One of the roles for a municipal-level oversight committee such as we are proposing would be to confirm and authenticate the representativeness of those members. In Cambridge MA, the Cambridge Biosafety Committee, one of our models for an independent oversight committee, requires that community reps have neither financial ties to the bio-tech sector nor work in an academic department which is directly associated with the biotech sector.

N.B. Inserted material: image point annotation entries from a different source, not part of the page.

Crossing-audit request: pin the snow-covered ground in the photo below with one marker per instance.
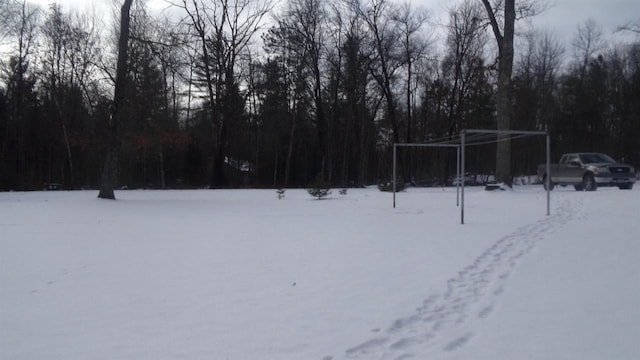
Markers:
(239, 274)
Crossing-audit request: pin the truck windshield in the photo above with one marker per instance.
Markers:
(595, 158)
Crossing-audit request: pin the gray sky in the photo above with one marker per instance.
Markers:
(562, 17)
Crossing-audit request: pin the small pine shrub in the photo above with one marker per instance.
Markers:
(319, 189)
(388, 186)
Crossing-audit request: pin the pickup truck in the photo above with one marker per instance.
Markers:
(587, 171)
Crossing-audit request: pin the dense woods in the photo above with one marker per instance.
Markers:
(239, 93)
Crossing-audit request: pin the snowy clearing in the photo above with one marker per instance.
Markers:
(239, 274)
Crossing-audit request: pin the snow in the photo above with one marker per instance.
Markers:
(239, 274)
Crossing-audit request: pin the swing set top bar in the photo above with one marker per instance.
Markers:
(503, 132)
(426, 145)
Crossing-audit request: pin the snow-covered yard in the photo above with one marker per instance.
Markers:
(239, 274)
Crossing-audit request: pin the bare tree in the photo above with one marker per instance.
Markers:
(586, 43)
(223, 29)
(414, 44)
(110, 169)
(504, 36)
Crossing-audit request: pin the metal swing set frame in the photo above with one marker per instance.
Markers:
(460, 145)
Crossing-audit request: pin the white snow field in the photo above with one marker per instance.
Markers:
(239, 274)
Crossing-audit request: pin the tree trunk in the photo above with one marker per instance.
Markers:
(109, 172)
(504, 93)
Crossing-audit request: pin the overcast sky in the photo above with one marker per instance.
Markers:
(562, 17)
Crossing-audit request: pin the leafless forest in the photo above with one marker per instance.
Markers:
(243, 93)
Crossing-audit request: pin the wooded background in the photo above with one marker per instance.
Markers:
(235, 93)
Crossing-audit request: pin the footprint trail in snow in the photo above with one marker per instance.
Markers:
(441, 318)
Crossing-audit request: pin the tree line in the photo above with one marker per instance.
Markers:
(237, 93)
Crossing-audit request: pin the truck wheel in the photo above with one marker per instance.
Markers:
(589, 183)
(544, 183)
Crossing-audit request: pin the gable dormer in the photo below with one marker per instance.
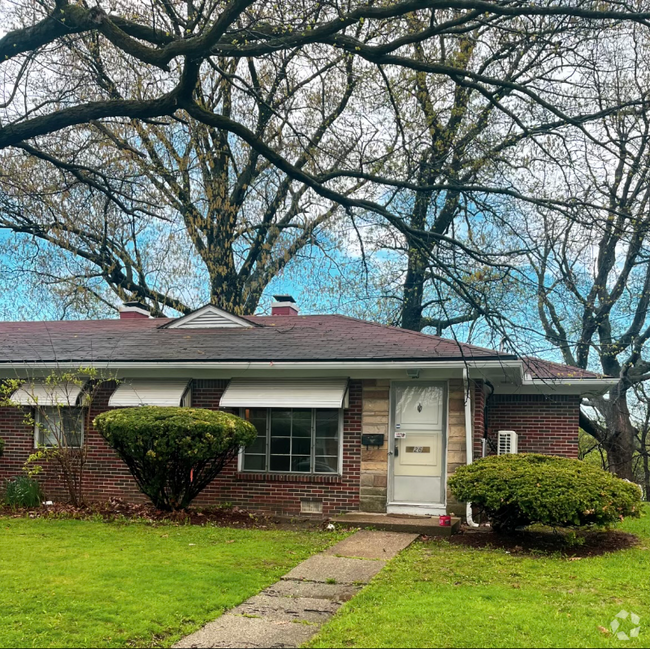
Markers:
(209, 317)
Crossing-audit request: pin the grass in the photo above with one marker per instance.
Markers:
(440, 595)
(67, 583)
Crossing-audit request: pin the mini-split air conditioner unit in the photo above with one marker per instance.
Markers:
(507, 442)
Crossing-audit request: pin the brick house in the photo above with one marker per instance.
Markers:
(351, 415)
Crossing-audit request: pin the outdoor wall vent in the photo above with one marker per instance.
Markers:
(507, 443)
(311, 506)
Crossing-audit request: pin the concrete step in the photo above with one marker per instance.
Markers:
(427, 525)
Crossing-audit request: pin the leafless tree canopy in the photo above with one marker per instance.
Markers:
(485, 161)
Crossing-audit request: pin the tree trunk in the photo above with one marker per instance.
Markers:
(619, 441)
(413, 291)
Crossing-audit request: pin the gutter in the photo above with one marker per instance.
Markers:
(469, 437)
(253, 365)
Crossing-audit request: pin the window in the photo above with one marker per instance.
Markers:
(296, 440)
(59, 426)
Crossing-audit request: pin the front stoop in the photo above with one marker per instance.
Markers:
(427, 525)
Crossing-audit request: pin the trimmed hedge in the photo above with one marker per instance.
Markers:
(520, 490)
(174, 453)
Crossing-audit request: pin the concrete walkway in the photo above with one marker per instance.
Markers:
(291, 611)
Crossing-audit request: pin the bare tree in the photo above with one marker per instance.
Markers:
(138, 206)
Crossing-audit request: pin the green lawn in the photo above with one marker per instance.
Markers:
(66, 583)
(439, 595)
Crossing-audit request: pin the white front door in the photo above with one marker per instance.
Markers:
(418, 448)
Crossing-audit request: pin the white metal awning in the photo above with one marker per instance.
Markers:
(147, 392)
(45, 394)
(286, 393)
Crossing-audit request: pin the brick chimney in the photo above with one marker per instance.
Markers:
(130, 310)
(283, 305)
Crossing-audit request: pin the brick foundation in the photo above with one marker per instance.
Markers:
(106, 475)
(544, 424)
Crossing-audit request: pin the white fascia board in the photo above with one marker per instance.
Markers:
(591, 386)
(268, 365)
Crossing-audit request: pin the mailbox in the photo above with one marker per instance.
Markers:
(372, 440)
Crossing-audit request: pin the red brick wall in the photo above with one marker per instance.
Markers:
(106, 476)
(544, 424)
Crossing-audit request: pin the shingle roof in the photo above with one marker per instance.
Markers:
(275, 339)
(542, 369)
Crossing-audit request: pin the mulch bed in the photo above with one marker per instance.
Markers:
(547, 542)
(116, 509)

The UW IBC, however, lists as one "public member" an employee of Zymogenetics, who would not pass the
Cambridge conflict of interest test. Another is a former employee of the UW Environmental Health and Safety Dept., who would also flunk that test. The UW IBC includes a member of the county board of health,
who clearly does meet the standard.

When the UW RBL proposal became public a year ago, the greater Seattle community discovered that not only
were there 30 UW biosafety level 3 labs [BSL-3s] in the vicinity, but there were at least a half-dozen private such labs. A local public interest group has recently compiled a map of the known such labs, a copy of which is attached. While the UW BSL-3s are governed by the UW IBC, the others are not. Some have IBCs, some apparently do not. In any case, the NIH Guidelines only apply to labs funded by public dollars. BSLs which are privately funded apparently have no governmental oversight and are not necessarily even identified to local authorities.

Part of the point is that there is no central registry; there is no comprehensive oversight of such facilities. It is a public health issue, and our request is that an independent oversight committee, modeled upon the CBC, be set up under the auspices of the Seattle-King County Public Health Department.

Thank you for considering our request to improve our public health system.